My favourite excuses for not getting started in game development

I have been thinking about some of the most common excuses people (including me) make for not getting started in game development. Even having some truth behind, all of them can be easily countered. The excuses below are focused on indie development, although some of them also apply to pursuing a career at a games studio.

I’m sure there are more, but here are my favourite ones:

I don’t know where to start

This could have been a valid excuse 20 years ago (well, those 3 1/4 disks attached to computer magazines..), but today we just need to search on Google and dozens solutions appear in front of your us within seconds. We live in the information overload era, so this excuse is trivial to beat.

Anyway, here are a couple of resources to get started:

https://www.reddit.com/r/gamedev/wiki/getting_started/

It is too difficult

The tools are better than ever, and the information is available on the internet for free, or at a very cheap price. Making games is one of the hardest kind of pieces of art/software one can make, but it is more of a mental difficulty, rather than a technical one. There are even tools that don’t require a good level of programming skills to make a game.

I need an expensive computer

Unless you are making a clone of The Witcher 3 (which you shouldn’t on your own, anyway), you don’t need the latest computer out there. If you are making 2D games, you don’t even need big game engines like Unity or Unreal. I’m currently using a 2011 laptop with an integrated graphics card, to make 2D games; it’s not ideal, but definitely possible to get stuff done.

I don’t have a team

While having a team can be a great experience, it is not something required as long as you make small games that are within your capabilities – this includes managing scope as well.

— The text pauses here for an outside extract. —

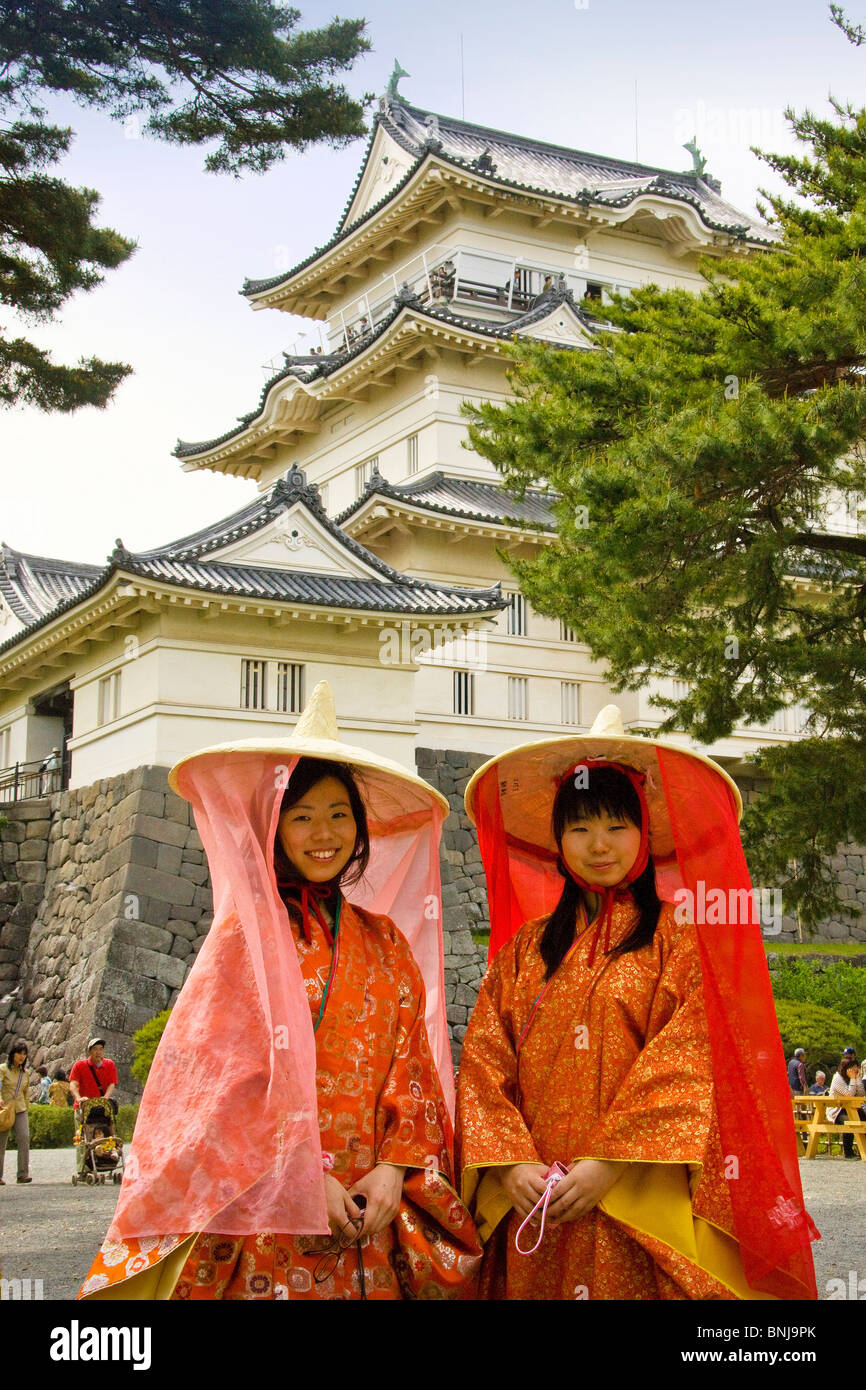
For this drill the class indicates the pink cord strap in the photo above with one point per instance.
(544, 1201)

I would definitely recommend to look for a team if you don’t want to work solo, or if you can find people to learn from. There are many ways to find partners (game jams, social networks, meetups, etc.), and, again, the internet makes it easier, you don’t even need to move out of your house (although attending to events in person doesn’t hurt).

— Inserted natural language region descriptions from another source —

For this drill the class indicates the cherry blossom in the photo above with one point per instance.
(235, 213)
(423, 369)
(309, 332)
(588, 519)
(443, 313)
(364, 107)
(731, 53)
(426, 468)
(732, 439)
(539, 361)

I need to learn too many things

If you don’t have a team, you will have to do all by yourself. It is true that you have to learn a hell lot of things – eventually. I felt like that for very long, and spent a good amount of time learning things upfront. While I don’t regret (I learnt a lot of useful things, and had fun), I believe that the most efficient approach is “on-demand learning”: learn the thing you need next to accomplish the current task. This way, you can get started now, not after that shinny course.

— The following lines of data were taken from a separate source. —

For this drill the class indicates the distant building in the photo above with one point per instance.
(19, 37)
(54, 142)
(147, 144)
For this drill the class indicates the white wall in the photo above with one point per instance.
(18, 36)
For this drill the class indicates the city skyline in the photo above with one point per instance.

At some point (specially if you want to go indie and make games for a living), you will need to learn about a bunch of different things (game design, programming, art, music and sound, business, marketing) more seriously, but to start with, you can learn just enough to get stuff done.

I’m bad at programming/art/whatever

While is true that everyone has some weaknesses, there are two ways to counter this statement.

You should believe that it is possible to learn anything (as long as you are ready to spend countless hours and effort on it). I’ve read about a good amount of people who thought that they were terrible at a particular area, but had the determination to learn, so they studied and practiced daily, for years, until they got good at it. This is not easy, and it definitely needs a strong will that not everyone has, but as long as you don’t have a specific disability that stops you from learning or performing a task, it is possible.

The other way I can think of is to look out there for the things that you can’t make by yourself, and find -reliable- people who have those skills. If you have an interesting project, there will be people happy to join you. For art and music, you can even find free assets https://opengameart.org/ until you develop or find the skills you are lacking.

I don’t have enough time

Making games is a huge amount of effort, and effort translates to time. If you have obligations and/or a full-time job, it is better to spend 5-10 hours per week on making small games, than not making any games at all. It will take longer, but this is the case of most indie game developers that are starting or can’t take the risk of quitting their jobs.

This is not about time, money or skills, but determination

I’m not saying that starting making games is an easy endeavour, but we tend to create more barriers than actually exist. If we really want to make games (it sounds like a pointless question, but this is something you really need to ask yourself first, excuses can reveal surprising things), you can just get started today.

You are never going to feel 100% ready (I would argue that anyone does, actually), so the longer you wait, the longer it will take you to start and get good at it. You don’t even need to make a commercial game, so using free resources that simplify your life is ok. Starting making games is the important thing here, and you are the only one who can break your -usually self-imposed- barriers.